Asuka no Suika, form the series "Eight Scenes of Edo (Koto hakkei)"
- Date:
- c. 1781
- Medium:
- Color woodblock print; chuban
- Source:
- Art Institute of Chicago
Description
Asuka no Suika, from the series Eight Scenes of Edo (Koto hakkei), is a 1776 Torii Kiyonaga design that adapts the venerable eight-views (hakkei) tradition — originally associated with the Chinese Xiao and Xiang rivers and Japanized at Lake Biwa as Omi hakkei — to the topography of Edo. The Koto hakkei series identifies eight celebrated sites in the shogunal capital, each paired with a seasonal or atmospheric subtitle in the manner of the classical hakkei poems. Asuka, on the northern outskirts of Edo, was renowned for its cherry blossoms and ridge-top views, and Kiyonaga's sheet integrates fashionable women into the locale, fusing meisho with [bijin-ga](/glossary/bijin-ga) in the hybrid mode he favored through his early career. The print sits within the Torii school's broadening engagement with Edo topography under his leadership, an engagement that complemented the school's older kabuki-signboard practice.
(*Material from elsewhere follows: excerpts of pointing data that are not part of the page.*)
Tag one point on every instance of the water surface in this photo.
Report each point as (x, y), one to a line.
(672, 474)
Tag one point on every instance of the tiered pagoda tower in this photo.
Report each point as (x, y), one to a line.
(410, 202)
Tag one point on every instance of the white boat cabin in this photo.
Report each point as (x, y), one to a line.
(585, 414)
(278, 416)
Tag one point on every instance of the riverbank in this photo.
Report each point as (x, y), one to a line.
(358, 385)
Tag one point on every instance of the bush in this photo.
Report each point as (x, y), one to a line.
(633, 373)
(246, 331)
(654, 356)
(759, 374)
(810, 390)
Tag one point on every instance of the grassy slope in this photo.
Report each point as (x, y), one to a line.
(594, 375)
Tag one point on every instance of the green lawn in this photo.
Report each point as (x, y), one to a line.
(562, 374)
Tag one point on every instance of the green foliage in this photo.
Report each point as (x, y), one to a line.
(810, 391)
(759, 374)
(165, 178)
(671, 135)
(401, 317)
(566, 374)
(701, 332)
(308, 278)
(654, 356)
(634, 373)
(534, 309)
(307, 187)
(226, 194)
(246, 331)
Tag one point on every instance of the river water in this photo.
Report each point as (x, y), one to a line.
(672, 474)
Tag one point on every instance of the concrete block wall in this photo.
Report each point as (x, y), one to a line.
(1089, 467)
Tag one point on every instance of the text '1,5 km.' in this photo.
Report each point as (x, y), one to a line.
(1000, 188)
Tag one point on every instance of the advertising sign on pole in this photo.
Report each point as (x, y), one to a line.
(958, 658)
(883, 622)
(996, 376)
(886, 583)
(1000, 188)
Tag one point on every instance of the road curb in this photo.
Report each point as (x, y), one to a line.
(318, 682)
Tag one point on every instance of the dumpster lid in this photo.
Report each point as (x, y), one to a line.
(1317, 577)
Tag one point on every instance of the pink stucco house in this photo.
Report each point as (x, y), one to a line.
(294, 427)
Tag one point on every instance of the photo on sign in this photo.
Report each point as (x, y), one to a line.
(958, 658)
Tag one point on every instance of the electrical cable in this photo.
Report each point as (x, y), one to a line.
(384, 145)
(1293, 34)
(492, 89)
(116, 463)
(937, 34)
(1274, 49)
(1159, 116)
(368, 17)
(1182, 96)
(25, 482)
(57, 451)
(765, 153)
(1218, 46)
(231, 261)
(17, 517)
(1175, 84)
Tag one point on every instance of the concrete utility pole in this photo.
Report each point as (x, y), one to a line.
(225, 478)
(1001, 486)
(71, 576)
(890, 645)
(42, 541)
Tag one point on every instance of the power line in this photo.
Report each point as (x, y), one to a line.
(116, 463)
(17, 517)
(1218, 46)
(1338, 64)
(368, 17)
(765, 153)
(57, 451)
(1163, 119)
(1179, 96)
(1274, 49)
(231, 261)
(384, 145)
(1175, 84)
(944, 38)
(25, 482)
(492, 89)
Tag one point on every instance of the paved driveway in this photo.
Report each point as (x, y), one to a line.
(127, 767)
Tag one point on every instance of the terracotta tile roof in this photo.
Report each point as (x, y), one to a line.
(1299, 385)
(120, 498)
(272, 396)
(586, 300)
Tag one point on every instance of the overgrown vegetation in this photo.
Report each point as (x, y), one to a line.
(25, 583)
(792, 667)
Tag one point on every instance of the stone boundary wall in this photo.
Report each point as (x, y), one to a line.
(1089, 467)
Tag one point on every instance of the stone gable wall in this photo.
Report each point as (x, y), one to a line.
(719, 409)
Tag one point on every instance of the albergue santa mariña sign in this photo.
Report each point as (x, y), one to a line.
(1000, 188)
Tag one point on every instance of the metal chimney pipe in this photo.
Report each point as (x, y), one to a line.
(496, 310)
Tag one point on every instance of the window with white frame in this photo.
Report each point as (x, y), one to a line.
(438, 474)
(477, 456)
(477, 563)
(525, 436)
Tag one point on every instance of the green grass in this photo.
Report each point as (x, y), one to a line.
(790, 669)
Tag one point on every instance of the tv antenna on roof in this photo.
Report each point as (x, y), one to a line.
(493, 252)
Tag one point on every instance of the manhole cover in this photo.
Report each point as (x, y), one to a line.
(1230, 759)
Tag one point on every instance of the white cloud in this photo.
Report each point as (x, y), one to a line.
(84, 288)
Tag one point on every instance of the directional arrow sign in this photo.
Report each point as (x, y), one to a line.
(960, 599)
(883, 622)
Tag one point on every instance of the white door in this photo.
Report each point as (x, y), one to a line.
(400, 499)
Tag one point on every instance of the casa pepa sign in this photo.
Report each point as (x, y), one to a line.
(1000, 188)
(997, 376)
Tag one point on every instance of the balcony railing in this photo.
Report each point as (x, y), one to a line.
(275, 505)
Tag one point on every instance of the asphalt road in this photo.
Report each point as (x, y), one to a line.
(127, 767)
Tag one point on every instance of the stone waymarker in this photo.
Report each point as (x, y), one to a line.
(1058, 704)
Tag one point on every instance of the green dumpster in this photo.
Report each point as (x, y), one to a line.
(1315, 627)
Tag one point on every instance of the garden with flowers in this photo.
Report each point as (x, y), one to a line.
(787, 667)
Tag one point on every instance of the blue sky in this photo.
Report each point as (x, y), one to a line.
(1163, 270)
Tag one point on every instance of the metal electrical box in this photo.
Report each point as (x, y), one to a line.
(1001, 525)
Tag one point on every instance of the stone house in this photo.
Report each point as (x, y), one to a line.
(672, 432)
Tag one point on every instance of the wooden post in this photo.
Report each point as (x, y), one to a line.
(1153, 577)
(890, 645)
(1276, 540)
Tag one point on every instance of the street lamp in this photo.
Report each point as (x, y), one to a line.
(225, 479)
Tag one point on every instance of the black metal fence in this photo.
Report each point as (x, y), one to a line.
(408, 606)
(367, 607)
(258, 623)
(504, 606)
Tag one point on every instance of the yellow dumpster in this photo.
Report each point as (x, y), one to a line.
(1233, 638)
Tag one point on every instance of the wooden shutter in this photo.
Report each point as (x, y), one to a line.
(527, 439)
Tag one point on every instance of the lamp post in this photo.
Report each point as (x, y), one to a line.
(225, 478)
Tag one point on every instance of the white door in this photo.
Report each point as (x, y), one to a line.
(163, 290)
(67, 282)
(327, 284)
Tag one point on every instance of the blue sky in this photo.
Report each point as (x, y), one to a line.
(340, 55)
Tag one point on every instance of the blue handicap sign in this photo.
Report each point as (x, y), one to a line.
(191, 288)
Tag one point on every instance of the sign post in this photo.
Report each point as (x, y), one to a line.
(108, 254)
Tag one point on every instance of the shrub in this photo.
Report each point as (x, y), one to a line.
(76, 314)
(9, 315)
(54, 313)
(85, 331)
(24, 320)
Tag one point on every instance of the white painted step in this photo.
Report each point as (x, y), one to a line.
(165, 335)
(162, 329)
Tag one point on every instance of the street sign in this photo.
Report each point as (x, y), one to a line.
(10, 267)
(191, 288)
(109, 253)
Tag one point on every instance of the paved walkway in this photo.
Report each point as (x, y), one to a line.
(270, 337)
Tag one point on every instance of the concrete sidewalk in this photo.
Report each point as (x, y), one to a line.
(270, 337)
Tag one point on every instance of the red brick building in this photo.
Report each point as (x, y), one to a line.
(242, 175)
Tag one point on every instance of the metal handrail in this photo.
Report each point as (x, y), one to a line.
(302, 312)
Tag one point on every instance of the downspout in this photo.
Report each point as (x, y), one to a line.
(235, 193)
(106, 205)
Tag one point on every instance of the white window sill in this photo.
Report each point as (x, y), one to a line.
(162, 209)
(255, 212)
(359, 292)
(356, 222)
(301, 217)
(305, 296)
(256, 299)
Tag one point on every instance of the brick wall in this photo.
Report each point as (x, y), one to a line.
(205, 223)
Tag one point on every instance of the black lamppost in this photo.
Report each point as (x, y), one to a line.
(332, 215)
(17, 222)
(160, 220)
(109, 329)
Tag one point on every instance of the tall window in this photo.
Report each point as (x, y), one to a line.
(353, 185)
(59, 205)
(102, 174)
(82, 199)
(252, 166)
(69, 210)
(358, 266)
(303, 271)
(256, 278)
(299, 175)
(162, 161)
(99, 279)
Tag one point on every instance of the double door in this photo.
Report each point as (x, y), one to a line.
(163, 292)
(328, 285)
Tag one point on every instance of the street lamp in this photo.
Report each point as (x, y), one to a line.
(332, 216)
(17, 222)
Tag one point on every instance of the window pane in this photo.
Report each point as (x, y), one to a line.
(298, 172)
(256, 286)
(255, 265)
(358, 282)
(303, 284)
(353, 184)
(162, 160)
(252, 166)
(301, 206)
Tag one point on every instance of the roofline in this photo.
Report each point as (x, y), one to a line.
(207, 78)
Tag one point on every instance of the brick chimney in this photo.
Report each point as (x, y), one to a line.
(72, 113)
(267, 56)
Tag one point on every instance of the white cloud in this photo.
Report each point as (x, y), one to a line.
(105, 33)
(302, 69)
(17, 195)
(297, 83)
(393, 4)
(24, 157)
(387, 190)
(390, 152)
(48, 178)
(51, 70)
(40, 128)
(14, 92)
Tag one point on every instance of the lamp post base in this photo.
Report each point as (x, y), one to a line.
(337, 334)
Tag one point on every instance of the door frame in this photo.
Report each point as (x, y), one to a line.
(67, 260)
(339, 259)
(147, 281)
Kiyonaga's slighter figural style of 1776 — still close to Kitao Shigemasa — would within five years give way to the monumental forms of his great Sumida and Yoshiwara compositions; the Koto hakkei series belongs to the earlier moment of consolidation. The Art Institute of Chicago records this design among its early Kiyonaga meisho holdings.